Apache Commons logo Commons Math

8 Probability Distributions

8.1 Overview

The distributions package provides a framework and implementations for some commonly used probability distributions. Continuous univariate distributions are represented by implementations of the RealDistribution interface. Discrete distributions implement IntegerDistribution (values must be mapped to integers) and there is an EnumeratedDistribution class representing discrete distributions with a finite, enumerated set of values. Finally, multivariate real-valued distributions can be represented via the MultivariateRealDistribution interface.

An overview of available continuous distributions:
Overview of continuous distributions

8.2 Distribution Framework

The distribution framework provides the means to compute probability density functions (density(·)), probability mass functions (probability(·)) and distribution functions (cumulativeProbability(·)) for both discrete (integer-valued) and continuous probability distributions. The framework also allows for the computation of inverse cumulative probabilities and sampling from distributions.

For an instance f of a distribution F, and a domain value, x, f.cumulativeProbability(x) computes P(X <= x) where X is a random variable distributed as f, i.e., f.cumulativeProbability(·) represents the distribution function of f. If f is continuous, (implementing the RealDistribution interface) the probability density function of f is represented by f.density(·). For discrete f (implementing IntegerDistribution), the probability mass function is represented by f.probability(·). Continuous distributions also implement probability(·) with the same definition (f.probability(x) represents P(X = x) where X is distributed as f), though in the continuous case, this will usually be identically 0.

TDistribution t = new TDistribution(29);
double lowerTail = t.cumulativeProbability(-2.656);     // P(T(29) <= -2.656)
double upperTail = 1.0 - t.cumulativeProbability(2.75); // P(T(29) >= 2.75)

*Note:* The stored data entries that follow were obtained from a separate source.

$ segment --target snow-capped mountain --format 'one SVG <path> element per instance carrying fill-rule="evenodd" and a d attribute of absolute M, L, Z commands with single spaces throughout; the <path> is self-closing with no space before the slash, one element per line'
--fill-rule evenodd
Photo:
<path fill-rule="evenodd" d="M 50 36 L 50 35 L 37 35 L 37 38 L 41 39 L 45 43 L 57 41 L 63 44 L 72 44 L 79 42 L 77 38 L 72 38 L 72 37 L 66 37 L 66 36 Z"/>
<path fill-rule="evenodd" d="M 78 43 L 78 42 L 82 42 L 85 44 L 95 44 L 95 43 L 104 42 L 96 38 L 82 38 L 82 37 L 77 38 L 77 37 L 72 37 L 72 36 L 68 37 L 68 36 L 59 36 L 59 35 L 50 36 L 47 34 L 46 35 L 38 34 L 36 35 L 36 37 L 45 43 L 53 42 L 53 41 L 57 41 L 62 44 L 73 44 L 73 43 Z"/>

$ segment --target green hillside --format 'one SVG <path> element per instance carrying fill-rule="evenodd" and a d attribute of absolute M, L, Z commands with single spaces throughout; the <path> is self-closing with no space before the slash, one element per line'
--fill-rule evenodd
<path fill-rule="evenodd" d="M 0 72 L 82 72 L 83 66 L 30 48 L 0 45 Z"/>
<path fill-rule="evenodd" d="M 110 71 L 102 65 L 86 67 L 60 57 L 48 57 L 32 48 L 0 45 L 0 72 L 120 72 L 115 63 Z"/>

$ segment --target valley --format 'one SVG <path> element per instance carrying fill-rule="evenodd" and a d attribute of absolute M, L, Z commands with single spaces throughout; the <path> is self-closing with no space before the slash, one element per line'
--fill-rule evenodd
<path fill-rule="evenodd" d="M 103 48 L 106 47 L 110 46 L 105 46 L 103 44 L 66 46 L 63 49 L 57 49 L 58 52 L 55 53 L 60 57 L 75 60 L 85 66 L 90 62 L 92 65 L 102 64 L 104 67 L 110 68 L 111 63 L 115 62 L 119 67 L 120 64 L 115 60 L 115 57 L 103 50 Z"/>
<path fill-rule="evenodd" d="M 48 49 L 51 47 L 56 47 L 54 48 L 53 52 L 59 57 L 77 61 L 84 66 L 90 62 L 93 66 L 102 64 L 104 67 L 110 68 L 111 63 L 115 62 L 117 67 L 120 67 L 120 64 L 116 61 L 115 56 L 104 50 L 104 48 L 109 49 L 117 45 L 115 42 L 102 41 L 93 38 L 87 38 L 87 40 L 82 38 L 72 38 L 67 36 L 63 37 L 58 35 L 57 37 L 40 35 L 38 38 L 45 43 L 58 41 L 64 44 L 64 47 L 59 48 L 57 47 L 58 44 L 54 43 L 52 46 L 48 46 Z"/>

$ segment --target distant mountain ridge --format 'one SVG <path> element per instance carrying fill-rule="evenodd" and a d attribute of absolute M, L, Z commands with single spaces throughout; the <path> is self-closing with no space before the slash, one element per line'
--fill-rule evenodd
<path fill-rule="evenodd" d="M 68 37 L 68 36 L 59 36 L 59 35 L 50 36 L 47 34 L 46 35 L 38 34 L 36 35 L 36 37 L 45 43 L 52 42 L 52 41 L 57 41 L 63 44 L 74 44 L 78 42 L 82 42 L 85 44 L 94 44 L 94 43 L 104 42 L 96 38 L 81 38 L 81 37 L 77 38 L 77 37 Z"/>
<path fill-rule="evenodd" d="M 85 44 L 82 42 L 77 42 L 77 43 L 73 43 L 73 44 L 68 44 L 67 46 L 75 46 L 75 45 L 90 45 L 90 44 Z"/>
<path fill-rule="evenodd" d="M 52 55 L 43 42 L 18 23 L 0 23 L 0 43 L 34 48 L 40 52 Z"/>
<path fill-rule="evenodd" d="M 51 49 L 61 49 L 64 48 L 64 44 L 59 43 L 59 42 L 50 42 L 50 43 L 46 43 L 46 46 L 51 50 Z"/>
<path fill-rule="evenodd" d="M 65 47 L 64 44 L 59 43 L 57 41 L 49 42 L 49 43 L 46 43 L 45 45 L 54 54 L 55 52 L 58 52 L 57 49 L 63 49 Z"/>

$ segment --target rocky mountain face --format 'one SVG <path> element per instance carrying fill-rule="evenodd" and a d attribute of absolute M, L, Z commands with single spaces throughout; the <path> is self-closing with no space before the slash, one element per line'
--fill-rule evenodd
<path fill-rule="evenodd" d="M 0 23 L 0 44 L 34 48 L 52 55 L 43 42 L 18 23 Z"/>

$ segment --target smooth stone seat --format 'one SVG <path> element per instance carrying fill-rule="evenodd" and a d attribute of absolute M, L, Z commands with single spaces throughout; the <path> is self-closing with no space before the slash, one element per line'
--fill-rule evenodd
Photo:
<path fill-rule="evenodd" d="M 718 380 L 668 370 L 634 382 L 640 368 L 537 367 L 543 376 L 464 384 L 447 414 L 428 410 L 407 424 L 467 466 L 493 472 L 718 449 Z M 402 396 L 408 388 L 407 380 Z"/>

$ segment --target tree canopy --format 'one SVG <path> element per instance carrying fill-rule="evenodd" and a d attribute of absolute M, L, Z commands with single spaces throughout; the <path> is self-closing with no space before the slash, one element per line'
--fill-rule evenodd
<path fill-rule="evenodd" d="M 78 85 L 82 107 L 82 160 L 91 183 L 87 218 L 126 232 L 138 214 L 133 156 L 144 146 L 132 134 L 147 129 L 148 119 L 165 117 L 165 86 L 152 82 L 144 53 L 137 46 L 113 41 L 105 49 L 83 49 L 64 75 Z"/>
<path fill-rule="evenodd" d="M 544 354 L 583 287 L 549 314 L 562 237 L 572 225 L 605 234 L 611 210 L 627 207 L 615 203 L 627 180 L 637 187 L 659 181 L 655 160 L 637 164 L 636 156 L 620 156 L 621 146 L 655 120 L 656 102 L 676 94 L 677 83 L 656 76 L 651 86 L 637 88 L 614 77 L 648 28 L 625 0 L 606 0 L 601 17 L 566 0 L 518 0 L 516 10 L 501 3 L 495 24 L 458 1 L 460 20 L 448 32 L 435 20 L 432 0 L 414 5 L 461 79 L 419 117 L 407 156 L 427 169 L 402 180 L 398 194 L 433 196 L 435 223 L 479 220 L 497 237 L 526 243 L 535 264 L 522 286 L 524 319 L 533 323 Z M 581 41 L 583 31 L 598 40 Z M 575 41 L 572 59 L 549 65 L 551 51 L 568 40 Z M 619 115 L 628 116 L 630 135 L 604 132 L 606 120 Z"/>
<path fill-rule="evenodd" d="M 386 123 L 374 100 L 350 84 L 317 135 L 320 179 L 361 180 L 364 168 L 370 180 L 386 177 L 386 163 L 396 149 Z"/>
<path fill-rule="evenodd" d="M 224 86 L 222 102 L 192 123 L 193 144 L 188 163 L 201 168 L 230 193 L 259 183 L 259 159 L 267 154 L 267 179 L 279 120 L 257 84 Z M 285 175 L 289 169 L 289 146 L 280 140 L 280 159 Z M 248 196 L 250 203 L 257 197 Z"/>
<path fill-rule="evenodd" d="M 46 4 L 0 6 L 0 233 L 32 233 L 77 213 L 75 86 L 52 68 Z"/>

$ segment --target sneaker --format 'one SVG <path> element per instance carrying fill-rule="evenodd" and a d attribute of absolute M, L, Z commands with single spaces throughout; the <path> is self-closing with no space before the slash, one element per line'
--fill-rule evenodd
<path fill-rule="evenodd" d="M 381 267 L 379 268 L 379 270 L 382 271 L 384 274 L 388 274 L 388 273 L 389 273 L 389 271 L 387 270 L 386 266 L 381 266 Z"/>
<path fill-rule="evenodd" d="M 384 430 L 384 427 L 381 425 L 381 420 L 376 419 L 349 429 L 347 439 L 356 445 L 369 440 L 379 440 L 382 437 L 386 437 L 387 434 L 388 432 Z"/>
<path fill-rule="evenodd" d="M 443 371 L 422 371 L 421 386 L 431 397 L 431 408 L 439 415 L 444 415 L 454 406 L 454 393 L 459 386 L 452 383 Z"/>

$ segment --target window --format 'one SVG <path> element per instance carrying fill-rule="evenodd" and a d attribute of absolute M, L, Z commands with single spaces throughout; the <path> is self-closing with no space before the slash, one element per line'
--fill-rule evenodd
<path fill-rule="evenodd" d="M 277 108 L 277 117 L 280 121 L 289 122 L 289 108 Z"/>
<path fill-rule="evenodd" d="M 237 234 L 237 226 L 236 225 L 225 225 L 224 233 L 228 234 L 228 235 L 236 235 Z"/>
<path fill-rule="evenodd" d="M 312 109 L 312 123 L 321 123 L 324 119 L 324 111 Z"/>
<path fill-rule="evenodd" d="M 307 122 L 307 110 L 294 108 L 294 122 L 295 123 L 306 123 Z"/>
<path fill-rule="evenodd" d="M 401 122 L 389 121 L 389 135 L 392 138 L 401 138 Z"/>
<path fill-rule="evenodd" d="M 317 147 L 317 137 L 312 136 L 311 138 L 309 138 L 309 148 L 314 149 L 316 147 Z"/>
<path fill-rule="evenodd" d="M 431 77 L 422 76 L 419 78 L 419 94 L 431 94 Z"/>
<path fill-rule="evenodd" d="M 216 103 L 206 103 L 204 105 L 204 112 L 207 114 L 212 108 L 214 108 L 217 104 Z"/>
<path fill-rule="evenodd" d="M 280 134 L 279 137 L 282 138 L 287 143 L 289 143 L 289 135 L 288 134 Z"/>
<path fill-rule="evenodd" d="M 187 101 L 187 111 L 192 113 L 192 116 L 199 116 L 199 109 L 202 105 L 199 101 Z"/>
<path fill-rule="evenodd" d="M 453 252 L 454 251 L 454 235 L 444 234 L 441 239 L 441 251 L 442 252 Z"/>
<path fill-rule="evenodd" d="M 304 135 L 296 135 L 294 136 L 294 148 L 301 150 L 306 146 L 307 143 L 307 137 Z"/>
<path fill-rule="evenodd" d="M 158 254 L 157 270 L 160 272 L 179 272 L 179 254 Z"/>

All distributions implement a sample() method to support random sampling from the distribution. Implementation classes expose constructors allowing the default RandomGenerator used by the sampling algorithm to be overridden. If sampling is not going to be used, providing a null RandomGenerator constructor argument will avoid the overhead of initializing the default generator.

Inverse distribution functions can be computed using the inverseCumulativeProbability methods. For continuous f and p a probability, f.inverseCumulativeProbability(p) returns

  • inf{x in R | P(X≤x) ≥ p} for 0 < p < 1},
  • inf{x in R | P(X≤x) > 0} for p = 0}.
where X is distributed as f.
For discrete f, the definition is the same, with Z (the integers) in place of R. Note that in the discrete case, the ≥ in the definition can make a difference when p is an attained value of the distribution.

8.3 User Defined Distributions

User-defined distributions can be implemented using RealDistribution, IntegerDistribution and MultivariateRealDistribution interfaces serve as base types. These serve as the basis for all the distributions directly supported by Apache Commons Math. To aid in implementing distributions, the AbstractRealDistribution, AbstractIntegerDistribution and AbstractMultivariateRealDistribution provide implementation building blocks and offer basic distribution functionality. By extending these abstract classes directly, much of the repetitive distribution implementation is already developed and should save time and effort in developing user-defined distributions.